Despite a dramatic increase in the number of broadband users over the last eight years, wide gaps remain in how the internet is being used among poor and rich households. According to an analysis conducted by the Pew Research Center’s Internet & American Life Projects, the internet and related technologies remain much more pervasive for high-income earners than other groups of Americans. After controlling for a number of characteristics, like community types, race, age and education, the report found income was the biggest determinant for email and internet use.
By analyzing information from three data sets compiled from January to September of this year, Pew researchers found that US households earning more than $75,000 per year are more likely to have broadband at home, own multiple internet-ready devises, participate in various forms of e-commerce and rely on online news sources.
“In many cases, the most noticeable difference in online engagement between various income groups relates to their intensity of use,” the report said. “Some 86% of internet users in higher-income households go online daily, compared with 54% in the lowest income bracket.”
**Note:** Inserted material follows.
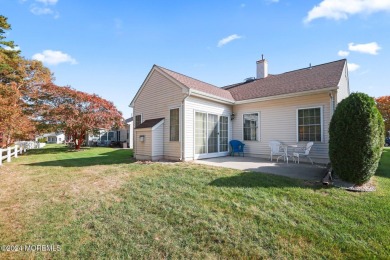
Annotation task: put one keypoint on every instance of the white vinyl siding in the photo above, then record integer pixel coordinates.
(278, 121)
(155, 100)
(137, 121)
“[T]he percentage differences are really striking with double digit differences in many categories among the income groups. And this is even with the increase in broadband access,” report author Jim Jansen said in email correspondence. “So, even with the increase broadband penetration, there are still differences among internet usage.”
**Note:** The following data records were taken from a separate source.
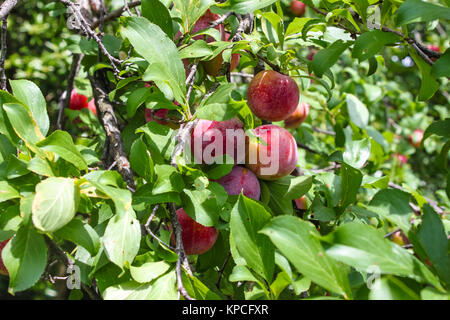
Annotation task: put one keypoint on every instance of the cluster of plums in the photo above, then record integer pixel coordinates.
(79, 101)
(271, 96)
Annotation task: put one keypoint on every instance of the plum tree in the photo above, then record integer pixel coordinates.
(272, 96)
(212, 139)
(197, 239)
(91, 106)
(239, 180)
(301, 203)
(298, 8)
(213, 66)
(3, 269)
(78, 101)
(415, 139)
(275, 155)
(298, 117)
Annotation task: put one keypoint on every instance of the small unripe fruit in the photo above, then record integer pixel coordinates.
(298, 8)
(197, 239)
(91, 106)
(272, 96)
(275, 156)
(77, 101)
(298, 117)
(212, 139)
(3, 269)
(416, 138)
(241, 179)
(212, 67)
(301, 203)
(402, 159)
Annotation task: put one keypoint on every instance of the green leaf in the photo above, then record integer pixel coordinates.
(297, 240)
(16, 167)
(286, 189)
(166, 68)
(190, 11)
(30, 94)
(393, 205)
(160, 141)
(326, 58)
(141, 161)
(122, 238)
(55, 203)
(156, 12)
(421, 11)
(82, 234)
(429, 84)
(24, 124)
(357, 153)
(245, 6)
(216, 106)
(163, 288)
(25, 257)
(361, 246)
(370, 43)
(391, 288)
(61, 143)
(41, 167)
(433, 238)
(357, 111)
(198, 49)
(202, 206)
(247, 218)
(7, 192)
(149, 271)
(136, 99)
(441, 68)
(440, 128)
(351, 180)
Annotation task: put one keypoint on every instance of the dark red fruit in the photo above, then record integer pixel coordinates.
(241, 179)
(272, 96)
(197, 239)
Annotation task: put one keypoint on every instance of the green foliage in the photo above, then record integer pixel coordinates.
(369, 87)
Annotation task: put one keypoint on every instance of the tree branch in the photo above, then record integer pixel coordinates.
(85, 27)
(62, 256)
(116, 13)
(111, 126)
(76, 63)
(3, 55)
(182, 258)
(6, 7)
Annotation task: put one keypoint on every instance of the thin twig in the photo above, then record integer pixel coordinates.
(76, 63)
(220, 20)
(147, 229)
(222, 269)
(182, 258)
(6, 7)
(116, 13)
(432, 203)
(85, 27)
(62, 256)
(111, 126)
(3, 56)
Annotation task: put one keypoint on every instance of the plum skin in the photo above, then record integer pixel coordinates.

Areas with some of the widest discrepancy among high-income and low-income groups include using the internet for news and health information, online banking and going online to buy a product. Wide differences exist for those two groups in laptop ownership (41 percent gap) and desktop ownership (37 percent gap) as well. Cell phones, meanwhile, remain relatively ubiquitous across income levels with penetration rates above 75% for all groups.
When looking at what part certain demographic or geographic characteristics play in use of the internet, researchers found that differences in gender, race and education level had no practical impact compared to income level. Slight differences were seen by those living in urban versus rural areas, as well as those older American. The difference between age groups and usage is exacerbated for those high-income earners who are 45-55 and 65-73 compared to lower-income households. Still, these differences were slight compared to the role income plays in adoption, the report stressed.
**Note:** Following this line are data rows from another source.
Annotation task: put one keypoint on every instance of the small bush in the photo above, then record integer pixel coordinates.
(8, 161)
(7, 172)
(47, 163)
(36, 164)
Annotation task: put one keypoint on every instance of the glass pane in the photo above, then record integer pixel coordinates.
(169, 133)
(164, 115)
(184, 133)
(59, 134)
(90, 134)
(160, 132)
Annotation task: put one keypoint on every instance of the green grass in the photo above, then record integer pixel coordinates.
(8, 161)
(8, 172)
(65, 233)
When looking at household earners above $150,000 analysis reveals even more of a disparity in how pervasive email and internet use are in America. The report said technology “saturates” the lives of affluent Americans, finding 96 percent of households in this group use the internet or email. Nine in ten (89%) of the high-income internet users have searched online for maps or directions, 86% have researched a product online, and 82% get a portion of their news online.
Earlier this month the Department of Commerce’s Economics and Statistics Administration (ESA) and National Telecommunications and Information Administration (NTIA) released a report looking at internet usage across 54,000 households in 2009. The NTIA report focused more closely on broadband use, finding a seven-fold increase in the amount of adoption from 2001 to 2009. The report also found that income was a strong determinant, though it stressed that many factors contribute to the nation’s seven-out-of-ten internet adoption rate.